Non-federated multi-search allows you to execute multiple search queries in a single request. This can be done with homogeneous query types, mixed query types, or across multiple indices:

// Multi-search across single indices
List<BaseQuery> queries = List.of(
    new BasicQuery("Carol"),
    new BasicQuery("Wonder Woman")
);
SearchHits<Movie> singleIndexResults = meilisearchOperations.multiSearch(queries, Movie.class);

// Multi-search across multiple indices
List<BaseQuery> multiIndexQueries = List.of(
    IndexQuery.builder().withQ("Carol").withIndexUid("movies").build(),
    IndexQuery.builder().withQ("Wonder Woman").withIndexUid("comics").build()
);
SearchHits<Movie> multiIndexResults = meilisearchOperations.multiSearch(multiIndexQueries, Movie.class);

Federated multi-search allows you to combine and process results from multiple indices using different strategies like merging or joining the results. This is particularly useful when you need to search across multiple indices and want to control how the results are combined:

// Configure federation options
MultiSearchFederation federation = new MultiSearchFederation();
federation.setLimit(20);  // Total number of results to return
federation.setOffset(0);  // Starting position for results
federation.setMergeFacets(true);  // Combine facets from all indices

// Perform federated search across multiple indices
List<BaseQuery> multiIndexQueries = List.of(
    IndexQuery.builder().withQ("Wonder Woman").withIndexUid("movies").build(),
    IndexQuery.builder().withQ("Wonder Woman").withIndexUid("comics").build()
);
SearchHits<Movie> federatedResults = meilisearchOperations.multiSearch(multiIndexQueries, federation, Movie.class);
The pageable option in query is not supported in federated multi-search. Instead, use the limit and offset parameters in the federation configuration.

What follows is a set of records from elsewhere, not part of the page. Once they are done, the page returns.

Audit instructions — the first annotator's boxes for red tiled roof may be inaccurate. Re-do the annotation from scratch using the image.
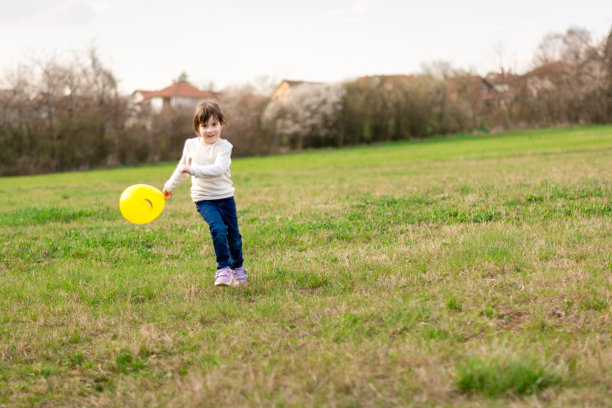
[139,81,215,99]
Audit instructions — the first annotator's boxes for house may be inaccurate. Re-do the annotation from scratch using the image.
[270,79,322,101]
[131,80,217,113]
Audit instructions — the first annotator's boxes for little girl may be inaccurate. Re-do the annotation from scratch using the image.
[163,101,247,286]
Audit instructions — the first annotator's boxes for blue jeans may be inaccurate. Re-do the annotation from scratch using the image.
[196,197,244,269]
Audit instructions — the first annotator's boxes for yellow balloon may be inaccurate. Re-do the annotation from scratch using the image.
[119,184,166,224]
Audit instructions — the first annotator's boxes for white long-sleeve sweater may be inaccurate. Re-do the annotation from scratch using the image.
[164,137,234,202]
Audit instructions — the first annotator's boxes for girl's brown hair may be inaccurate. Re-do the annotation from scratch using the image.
[193,101,229,133]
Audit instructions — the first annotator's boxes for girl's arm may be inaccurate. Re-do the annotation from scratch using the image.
[189,143,232,178]
[164,142,189,198]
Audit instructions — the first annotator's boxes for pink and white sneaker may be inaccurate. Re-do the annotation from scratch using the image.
[215,266,232,286]
[232,267,249,286]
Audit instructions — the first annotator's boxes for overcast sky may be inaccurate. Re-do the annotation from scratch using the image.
[0,0,612,93]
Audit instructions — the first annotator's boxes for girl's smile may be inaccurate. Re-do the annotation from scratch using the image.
[198,118,221,144]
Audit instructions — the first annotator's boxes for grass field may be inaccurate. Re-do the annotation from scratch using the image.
[0,126,612,407]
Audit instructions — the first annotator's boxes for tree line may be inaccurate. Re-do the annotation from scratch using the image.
[0,28,612,175]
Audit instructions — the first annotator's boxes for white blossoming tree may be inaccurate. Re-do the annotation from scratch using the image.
[263,84,344,150]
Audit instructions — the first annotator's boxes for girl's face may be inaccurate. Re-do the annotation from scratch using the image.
[198,116,221,144]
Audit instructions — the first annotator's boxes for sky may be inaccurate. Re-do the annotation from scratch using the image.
[0,0,612,94]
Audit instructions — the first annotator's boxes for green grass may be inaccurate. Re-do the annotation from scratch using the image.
[0,126,612,407]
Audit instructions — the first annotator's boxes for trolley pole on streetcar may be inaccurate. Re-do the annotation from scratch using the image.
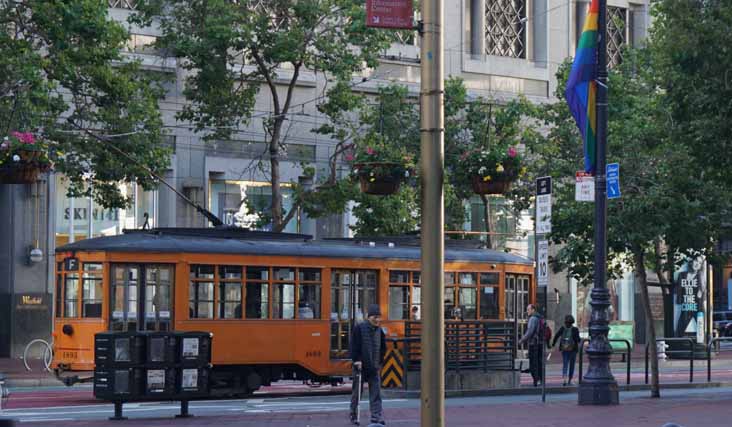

While both BasicQuery and IndexQuery can be used for multi-search operations, IndexQuery is required when you need to specify different index UIDs or configure federation options. Only IndexQuery provides methods like withIndexUid() that allow you to search across multiple indices.

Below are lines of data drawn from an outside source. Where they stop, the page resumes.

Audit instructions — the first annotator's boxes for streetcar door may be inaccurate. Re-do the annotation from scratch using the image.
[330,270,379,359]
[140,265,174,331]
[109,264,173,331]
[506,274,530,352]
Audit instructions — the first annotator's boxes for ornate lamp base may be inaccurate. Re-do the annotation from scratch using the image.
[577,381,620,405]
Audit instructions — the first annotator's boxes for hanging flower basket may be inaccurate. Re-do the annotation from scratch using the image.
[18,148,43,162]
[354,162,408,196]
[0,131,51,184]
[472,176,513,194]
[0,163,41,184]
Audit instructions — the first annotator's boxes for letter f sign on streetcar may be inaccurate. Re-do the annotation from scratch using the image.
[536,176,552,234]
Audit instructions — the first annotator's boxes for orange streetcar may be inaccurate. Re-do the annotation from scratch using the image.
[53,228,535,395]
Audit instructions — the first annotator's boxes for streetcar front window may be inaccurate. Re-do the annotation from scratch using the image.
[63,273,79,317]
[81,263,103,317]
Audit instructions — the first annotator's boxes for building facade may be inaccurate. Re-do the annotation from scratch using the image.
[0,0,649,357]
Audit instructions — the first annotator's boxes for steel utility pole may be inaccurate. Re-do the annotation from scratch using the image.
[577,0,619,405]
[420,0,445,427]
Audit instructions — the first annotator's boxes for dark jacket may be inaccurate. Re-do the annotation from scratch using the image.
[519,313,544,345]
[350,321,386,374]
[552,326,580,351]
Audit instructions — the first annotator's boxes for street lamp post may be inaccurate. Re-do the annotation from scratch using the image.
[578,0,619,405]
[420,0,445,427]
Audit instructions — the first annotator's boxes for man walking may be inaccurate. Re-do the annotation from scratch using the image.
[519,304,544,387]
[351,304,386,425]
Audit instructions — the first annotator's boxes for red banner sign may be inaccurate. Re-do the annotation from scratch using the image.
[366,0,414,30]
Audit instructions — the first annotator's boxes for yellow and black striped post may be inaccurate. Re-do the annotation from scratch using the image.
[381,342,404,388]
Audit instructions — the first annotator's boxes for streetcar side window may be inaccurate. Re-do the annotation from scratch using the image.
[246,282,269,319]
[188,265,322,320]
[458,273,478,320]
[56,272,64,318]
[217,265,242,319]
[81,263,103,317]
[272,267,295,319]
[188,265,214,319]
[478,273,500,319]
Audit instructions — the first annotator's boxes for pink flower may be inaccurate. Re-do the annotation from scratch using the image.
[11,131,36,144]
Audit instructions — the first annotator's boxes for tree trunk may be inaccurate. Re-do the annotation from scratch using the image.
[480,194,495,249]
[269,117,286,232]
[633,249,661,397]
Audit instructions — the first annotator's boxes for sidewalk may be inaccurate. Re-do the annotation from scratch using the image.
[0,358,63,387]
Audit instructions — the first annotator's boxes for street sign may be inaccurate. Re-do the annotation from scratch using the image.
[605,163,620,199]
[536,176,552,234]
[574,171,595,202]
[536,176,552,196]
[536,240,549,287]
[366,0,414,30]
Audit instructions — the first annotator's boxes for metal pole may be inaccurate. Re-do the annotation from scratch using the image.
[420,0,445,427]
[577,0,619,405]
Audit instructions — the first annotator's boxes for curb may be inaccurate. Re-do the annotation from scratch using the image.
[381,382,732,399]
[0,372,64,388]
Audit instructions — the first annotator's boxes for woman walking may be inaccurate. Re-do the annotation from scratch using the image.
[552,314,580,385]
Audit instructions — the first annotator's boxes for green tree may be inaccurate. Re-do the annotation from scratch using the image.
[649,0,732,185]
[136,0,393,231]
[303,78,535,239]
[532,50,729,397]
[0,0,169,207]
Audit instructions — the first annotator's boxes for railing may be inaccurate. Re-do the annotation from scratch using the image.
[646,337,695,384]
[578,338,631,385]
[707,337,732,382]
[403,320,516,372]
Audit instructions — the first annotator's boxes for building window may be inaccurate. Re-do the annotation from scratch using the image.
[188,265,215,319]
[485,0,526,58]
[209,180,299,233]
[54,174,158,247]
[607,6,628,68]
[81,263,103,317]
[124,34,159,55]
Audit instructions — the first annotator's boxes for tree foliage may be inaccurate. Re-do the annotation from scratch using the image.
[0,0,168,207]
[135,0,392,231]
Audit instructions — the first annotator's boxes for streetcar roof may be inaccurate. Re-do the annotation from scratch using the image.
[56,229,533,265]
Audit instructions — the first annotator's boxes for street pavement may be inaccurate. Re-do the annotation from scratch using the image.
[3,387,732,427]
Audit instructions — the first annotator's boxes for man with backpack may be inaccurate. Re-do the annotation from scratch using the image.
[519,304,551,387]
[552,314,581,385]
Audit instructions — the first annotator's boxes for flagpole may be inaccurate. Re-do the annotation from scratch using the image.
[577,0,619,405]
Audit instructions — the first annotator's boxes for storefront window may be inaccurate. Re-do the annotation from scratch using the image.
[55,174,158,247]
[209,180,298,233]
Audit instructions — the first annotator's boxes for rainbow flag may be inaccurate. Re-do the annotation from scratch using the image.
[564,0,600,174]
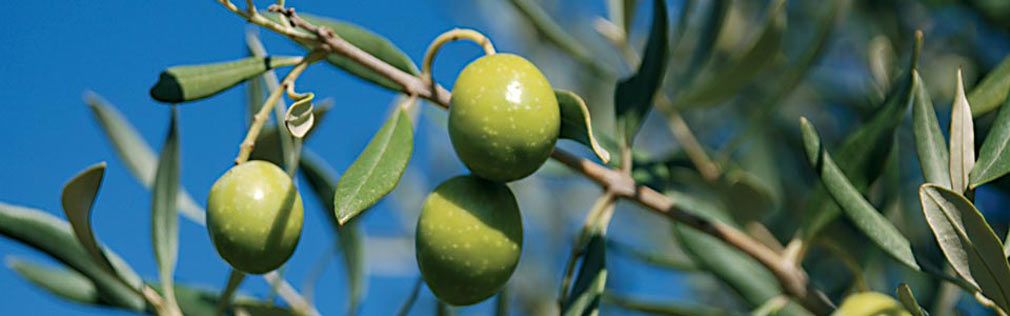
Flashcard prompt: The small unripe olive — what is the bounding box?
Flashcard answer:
[207,161,302,275]
[414,176,522,305]
[448,54,561,182]
[832,292,912,316]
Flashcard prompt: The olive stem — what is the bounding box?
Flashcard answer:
[217,269,245,315]
[235,50,325,165]
[229,0,834,315]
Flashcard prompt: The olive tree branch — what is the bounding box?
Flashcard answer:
[232,5,833,314]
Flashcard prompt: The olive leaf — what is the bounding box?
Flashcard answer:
[509,0,614,78]
[333,100,416,225]
[554,89,610,164]
[150,57,302,103]
[910,71,950,188]
[284,96,315,138]
[85,92,205,225]
[150,106,180,308]
[968,56,1010,116]
[949,70,975,192]
[674,0,787,108]
[800,118,919,271]
[299,149,369,314]
[561,230,607,316]
[264,12,418,92]
[919,184,1010,310]
[614,0,670,146]
[7,256,105,305]
[895,283,929,316]
[0,202,145,312]
[970,90,1010,189]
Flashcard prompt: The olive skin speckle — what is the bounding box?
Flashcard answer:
[414,176,522,305]
[448,54,561,182]
[207,161,302,275]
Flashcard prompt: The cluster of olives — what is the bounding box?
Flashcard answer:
[414,54,561,305]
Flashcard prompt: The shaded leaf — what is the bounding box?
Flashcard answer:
[614,0,670,146]
[7,256,104,305]
[800,118,919,271]
[675,0,786,108]
[333,107,414,225]
[0,203,144,311]
[554,90,610,164]
[950,70,975,192]
[970,90,1010,189]
[895,283,929,316]
[85,93,205,225]
[150,106,179,305]
[919,184,1010,310]
[911,71,950,188]
[264,12,418,92]
[150,57,301,103]
[968,56,1010,116]
[561,232,607,316]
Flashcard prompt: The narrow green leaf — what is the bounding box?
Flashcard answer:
[299,149,369,313]
[968,56,1010,116]
[0,202,144,311]
[85,92,204,225]
[509,0,614,78]
[150,106,179,304]
[800,118,919,271]
[554,90,610,164]
[895,283,929,316]
[61,163,115,273]
[912,71,950,188]
[150,57,301,103]
[970,90,1010,185]
[333,106,414,225]
[7,256,105,305]
[614,0,670,145]
[950,70,975,192]
[561,232,607,316]
[919,184,1010,310]
[674,0,787,108]
[264,12,418,92]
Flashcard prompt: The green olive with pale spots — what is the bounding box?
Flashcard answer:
[207,161,302,275]
[448,54,562,182]
[414,176,522,305]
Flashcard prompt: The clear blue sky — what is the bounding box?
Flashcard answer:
[0,0,676,315]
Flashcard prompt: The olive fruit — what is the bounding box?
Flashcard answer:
[207,161,302,275]
[414,176,522,305]
[831,292,912,316]
[448,54,562,182]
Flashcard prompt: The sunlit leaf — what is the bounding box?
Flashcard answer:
[554,90,610,164]
[968,56,1010,116]
[150,106,179,304]
[333,106,414,225]
[919,184,1010,310]
[949,70,975,192]
[0,203,144,311]
[970,92,1010,185]
[800,118,919,271]
[7,256,105,305]
[614,0,670,145]
[85,93,205,225]
[150,57,301,103]
[911,72,950,188]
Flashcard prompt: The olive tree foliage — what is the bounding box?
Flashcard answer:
[0,0,1010,315]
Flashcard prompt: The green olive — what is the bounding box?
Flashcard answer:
[414,176,522,305]
[207,161,302,275]
[448,54,562,182]
[832,292,912,316]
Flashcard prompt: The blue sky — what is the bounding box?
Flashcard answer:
[0,0,686,315]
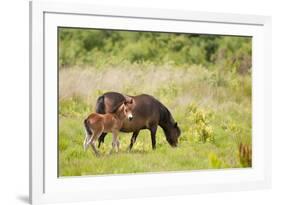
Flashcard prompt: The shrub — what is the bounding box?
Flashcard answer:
[187,103,215,143]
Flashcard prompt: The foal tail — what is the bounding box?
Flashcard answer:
[84,119,93,136]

When performing multi-index searches, all results are converted to the specified class type (Movie.class in the example). If you need to preserve the original types, you should extract and compare specific fields rather than entire objects.

Facet search allows you to retrieve facet information for building faceted navigation interfaces:

// First, ensure the field is set as filterable in the index settings
meilisearchOperations.applySettings(Movie.class);

// Perform facet search
FacetQuery query = new FacetQuery("genres");
SearchHits<FacetHit> result = meilisearchOperations.facetSearch(query, Movie.class);

// Process facet results
result.getSearchHits().forEach(hit -> {
    FacetHit facetHit = hit.getContent();
    System.out.println("Value: " + facetHit.getValue());
    System.out.println("Count: " + facetHit.getCount());
});

Unlike standard and multi-search operations that return entities of type T, facet searches return FacetHit objects containing facet information. Note that while the clazz parameter still specifies the document type being searched, the return type is always SearchHits<FacetHit> rather than SearchHits<T>.

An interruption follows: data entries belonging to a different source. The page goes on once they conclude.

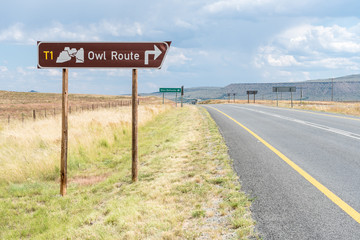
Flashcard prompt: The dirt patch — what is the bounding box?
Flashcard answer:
[69,173,110,186]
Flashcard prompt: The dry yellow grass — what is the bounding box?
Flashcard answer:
[0,105,170,182]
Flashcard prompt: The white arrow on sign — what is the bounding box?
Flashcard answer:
[145,45,162,65]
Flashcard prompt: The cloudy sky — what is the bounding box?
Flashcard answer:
[0,0,360,94]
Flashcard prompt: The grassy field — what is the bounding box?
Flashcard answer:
[0,91,169,125]
[0,102,258,239]
[201,99,360,116]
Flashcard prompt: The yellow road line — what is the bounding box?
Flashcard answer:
[211,107,360,223]
[258,107,360,121]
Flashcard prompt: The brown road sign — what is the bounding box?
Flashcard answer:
[37,42,171,68]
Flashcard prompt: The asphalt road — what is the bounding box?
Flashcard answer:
[204,104,360,240]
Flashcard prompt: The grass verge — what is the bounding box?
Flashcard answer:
[0,107,258,239]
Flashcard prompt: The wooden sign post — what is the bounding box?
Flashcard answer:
[60,68,69,196]
[38,41,171,196]
[131,69,138,182]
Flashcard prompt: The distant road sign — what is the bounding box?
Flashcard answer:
[159,88,181,92]
[37,42,171,68]
[273,87,296,92]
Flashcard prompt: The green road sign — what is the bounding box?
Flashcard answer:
[159,88,181,92]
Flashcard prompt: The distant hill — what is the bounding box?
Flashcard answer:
[145,74,360,101]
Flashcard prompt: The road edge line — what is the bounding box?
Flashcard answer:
[209,106,360,224]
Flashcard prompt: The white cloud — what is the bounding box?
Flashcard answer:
[276,25,360,53]
[0,23,24,42]
[0,66,8,72]
[0,20,143,44]
[165,47,193,66]
[254,24,360,71]
[254,46,300,68]
[204,0,319,15]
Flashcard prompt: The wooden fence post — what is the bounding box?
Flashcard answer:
[132,69,138,182]
[60,68,69,196]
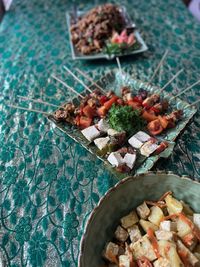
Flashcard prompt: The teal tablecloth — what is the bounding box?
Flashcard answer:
[0,0,200,267]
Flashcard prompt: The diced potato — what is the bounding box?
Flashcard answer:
[103,242,119,263]
[139,219,158,233]
[115,225,128,242]
[160,220,177,232]
[158,240,184,267]
[148,206,164,226]
[130,235,157,261]
[165,195,183,215]
[153,258,171,267]
[121,211,139,229]
[177,219,192,237]
[155,230,174,241]
[136,202,150,220]
[119,255,131,267]
[128,225,142,243]
[180,200,194,216]
[177,240,200,266]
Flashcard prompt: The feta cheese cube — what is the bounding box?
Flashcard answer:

Similar documents search uses Meilisearch’s Similar Documents API to retrieve documents that are semantically close to a source document. The index must already have a compatible embedder configured in Meilisearch before executing this operation.

SimilarQuery query = SimilarQuery.builder()
    .withDocumentId("143")
    .withEmbedder("manual")
    .withAttributesToRetrieve(new String[] { "title", "description" })
    .withFilter("genres = Action")
    .withLimit(10)
    .withShowRankingScore(true)
    .build();

SearchHits<Movie> result = meilisearchOperations.similarSearch(query, Movie.class);
List<Movie> movies = result.getSearchHits().stream()
    .map(SearchHit::getContent)
    .toList();

documentId and embedder are required. Optional parameters such as limit, offset, filter, ranking-score flags, and vector retrieval are only sent to Meilisearch when explicitly configured on SimilarQuery.